2017-10-05 10:04:11実は教科書も、分かりやすい実例を先に示し、それらの特徴に共通するものの名称として、概念の総称を伝える。絶対値とか三人称単数のエスとか。しかしどうも授業では、概念の中身が子どもたちの中で成熟する前に概念名を教え、さっさと応用に入ろうとする。これでは頭がついていかない。

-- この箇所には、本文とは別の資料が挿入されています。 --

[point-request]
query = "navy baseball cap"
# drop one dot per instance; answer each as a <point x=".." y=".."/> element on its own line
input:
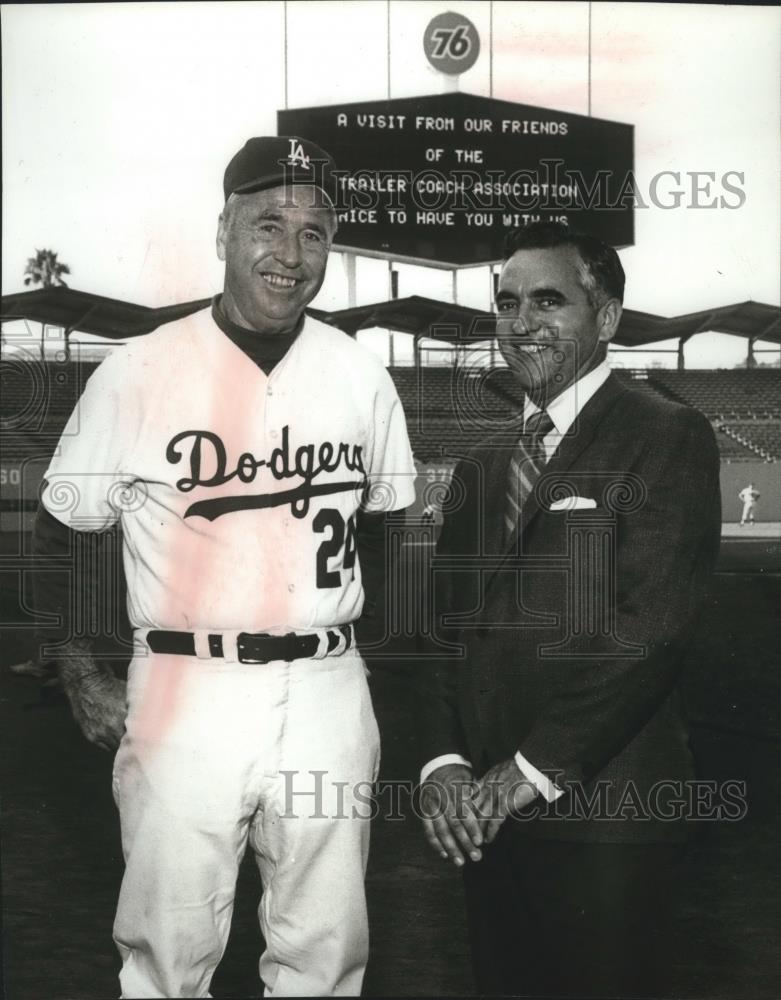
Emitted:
<point x="275" y="161"/>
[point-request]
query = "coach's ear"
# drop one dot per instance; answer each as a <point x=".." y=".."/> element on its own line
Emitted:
<point x="608" y="318"/>
<point x="222" y="235"/>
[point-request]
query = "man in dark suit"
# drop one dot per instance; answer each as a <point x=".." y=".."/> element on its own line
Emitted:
<point x="568" y="575"/>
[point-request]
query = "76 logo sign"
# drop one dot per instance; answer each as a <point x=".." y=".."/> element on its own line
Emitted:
<point x="451" y="43"/>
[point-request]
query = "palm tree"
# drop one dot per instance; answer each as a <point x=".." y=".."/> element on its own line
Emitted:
<point x="44" y="269"/>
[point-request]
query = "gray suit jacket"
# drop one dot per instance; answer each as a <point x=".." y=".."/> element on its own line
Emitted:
<point x="566" y="644"/>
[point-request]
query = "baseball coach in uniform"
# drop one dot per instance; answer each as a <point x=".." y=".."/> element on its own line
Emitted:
<point x="250" y="454"/>
<point x="571" y="571"/>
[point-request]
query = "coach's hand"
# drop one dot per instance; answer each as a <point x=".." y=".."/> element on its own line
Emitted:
<point x="450" y="821"/>
<point x="502" y="789"/>
<point x="98" y="701"/>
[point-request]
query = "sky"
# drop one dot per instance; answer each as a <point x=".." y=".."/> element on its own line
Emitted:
<point x="118" y="120"/>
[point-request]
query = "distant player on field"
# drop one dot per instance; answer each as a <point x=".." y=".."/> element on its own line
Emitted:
<point x="748" y="496"/>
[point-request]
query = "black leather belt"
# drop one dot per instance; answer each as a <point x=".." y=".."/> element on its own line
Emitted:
<point x="253" y="647"/>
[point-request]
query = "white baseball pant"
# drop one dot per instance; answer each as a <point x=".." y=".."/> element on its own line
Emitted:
<point x="217" y="755"/>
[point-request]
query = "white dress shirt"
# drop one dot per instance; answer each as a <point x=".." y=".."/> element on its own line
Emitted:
<point x="563" y="411"/>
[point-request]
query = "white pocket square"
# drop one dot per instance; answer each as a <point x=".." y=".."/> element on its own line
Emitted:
<point x="573" y="503"/>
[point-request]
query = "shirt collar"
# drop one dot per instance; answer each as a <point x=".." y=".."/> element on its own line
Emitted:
<point x="564" y="409"/>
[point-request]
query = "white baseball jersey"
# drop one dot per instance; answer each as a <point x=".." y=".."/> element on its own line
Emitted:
<point x="237" y="491"/>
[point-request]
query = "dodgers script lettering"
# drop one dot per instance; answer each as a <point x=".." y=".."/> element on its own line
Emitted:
<point x="208" y="467"/>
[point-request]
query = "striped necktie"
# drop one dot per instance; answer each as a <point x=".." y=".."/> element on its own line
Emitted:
<point x="526" y="464"/>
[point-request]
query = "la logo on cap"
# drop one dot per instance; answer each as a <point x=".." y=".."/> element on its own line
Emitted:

2017-10-05 10:07:21本当は教えずに本人に発見させるのが一番。たとえば黒板にI, You, He, Sheを主語にした文章をたくさん列挙する(ただし動詞や目的語は共通にしておく)。そして「何か気がつくかな?」とだけ言っておく。隣同士で「あれだよな?」とざわつき、どうやら全員が気がつくまで待つ。
2017-10-05 10:17:16「ひーとかしーには、2番目の言葉にエスがついてる!」と答えなら「大正解!よく気がついたね。じゃあ、この文章は?」IとかSheとかの主語の文章を書いて、エスがついた方がよいかどうかを考えさせる。「ひーだからエスが要る!」子どもは法則性に気づいて、すぐ答えられるようになるだろう。
2017-10-05 10:21:12こうしてHeとかSheが主語の時にはエスがつく、という体験が十分に蓄積したら、ItとかA dogとかにも手を広げていく。子どもは法則の延長線上にあることにすぐ気がつき、クイズに答える気分ですぐにマスターできるだろう。
2017-10-05 10:23:29体験を十分に蓄積し、子どもの中に概念が育ってきたと見たら、そのとき初めて、その概念には名前があることを教えてやればよい。しかしどうも教科書で習う言葉はしかつめらしくて覚えにくいから、「ひーとかしーとかのエス」というアダ名で呼ぶことにしたらよいと思う。その方が正式名も覚えやすい。
2017-10-05 10:26:51自分で法則性を見つけ、体験を蓄積し、概念が子どもの中で育ってきたら初めてその概念に名前をつける。ただし名前は正式名でなくてもよく、「とりあえずのアダ名」で構わない。正式名はずっと後で知ればよい。その方が応用力がすぐ身に付くからだ。